CodeFactor and CI provide centralized lint feedback, but agents SHOULD run useful local linters on the PR diff when the tools are already installed. These checks are advisory local validation: if a tool is missing, suggest installing it and continue with the normal build/test flow.

Use a freshly fetched upstream base when computing changed files:

git fetch upstream main --prune
  • For changed shell scripts, run shellcheck when installed: command -v shellcheck >/dev/null && git diff -z --name-only --diff-filter=ACMR upstream/main...HEAD -- '*.sh' | xargs -0 -r shellcheck -S warning
  • For changed Dockerfiles, run hadolint when installed: command -v hadolint >/dev/null && git diff -z --name-only --diff-filter=ACMR upstream/main...HEAD -- '*Dockerfile*' 'Dockerfile' | xargs -0 -r hadolint
  • For changed infrastructure/config files, run trivy config when installed. Prefer changed paths or the smallest relevant directory over a full-repo scan.
  • For larger PRs, run jscpd on changed source/test files when installed to catch accidental copy/paste duplication. Treat findings as review prompts, not automatic blockers.

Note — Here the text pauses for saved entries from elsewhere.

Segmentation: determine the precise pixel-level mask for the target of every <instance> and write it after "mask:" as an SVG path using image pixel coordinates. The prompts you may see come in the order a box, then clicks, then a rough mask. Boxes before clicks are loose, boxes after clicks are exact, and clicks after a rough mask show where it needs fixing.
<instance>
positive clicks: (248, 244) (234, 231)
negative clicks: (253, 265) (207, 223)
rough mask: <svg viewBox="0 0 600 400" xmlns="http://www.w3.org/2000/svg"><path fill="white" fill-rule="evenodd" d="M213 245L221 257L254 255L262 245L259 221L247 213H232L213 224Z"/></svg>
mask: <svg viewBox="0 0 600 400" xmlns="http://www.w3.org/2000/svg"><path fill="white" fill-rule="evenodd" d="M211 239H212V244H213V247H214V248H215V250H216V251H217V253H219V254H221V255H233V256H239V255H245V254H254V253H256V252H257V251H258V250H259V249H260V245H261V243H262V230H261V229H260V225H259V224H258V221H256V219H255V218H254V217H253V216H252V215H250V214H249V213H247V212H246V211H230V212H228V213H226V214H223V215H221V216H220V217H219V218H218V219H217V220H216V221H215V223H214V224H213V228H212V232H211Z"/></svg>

Do not add cppcheck to the routine local PR checklist for this repository unless a maintainer explicitly asks for it; it has historically produced too much low-value noise on the rsyslog code base.

GitHub Actions Validation

  • When editing files under .github/workflows/, validate locally with actionlint .github/workflows/<file>.yml and the pinned zizmor version: python3 -m venv .zizmor-venv && .zizmor-venv/bin/python -m pip install -r .github/requirements-zizmor.txt && .zizmor-venv/bin/zizmor --strict-collection .github/workflows.
  • Avoid direct ${{ ... }} template expansion inside shell run: scripts. Pass expression values through env: variables and expand those variables in the shell script instead.

Agent Chat Keywords

  • SETUP: Triggers the rsyslog_build setup workflow.
  • BUILD: Triggers the rsyslog_build incremental build workflow.
  • TEST: Triggers the rsyslog_test validation workflow.
  • CHANGELOG: Triggers the rsyslog_changelog release-note maintenance workflow.
  • SUMMARIZE: Generates PR and commit summaries using rsyslog_commit templates.
  • FINISH: Final review of code and style before conclusion.

For human-facing guidelines, see CONTRIBUTING.md and DEVELOPING.md.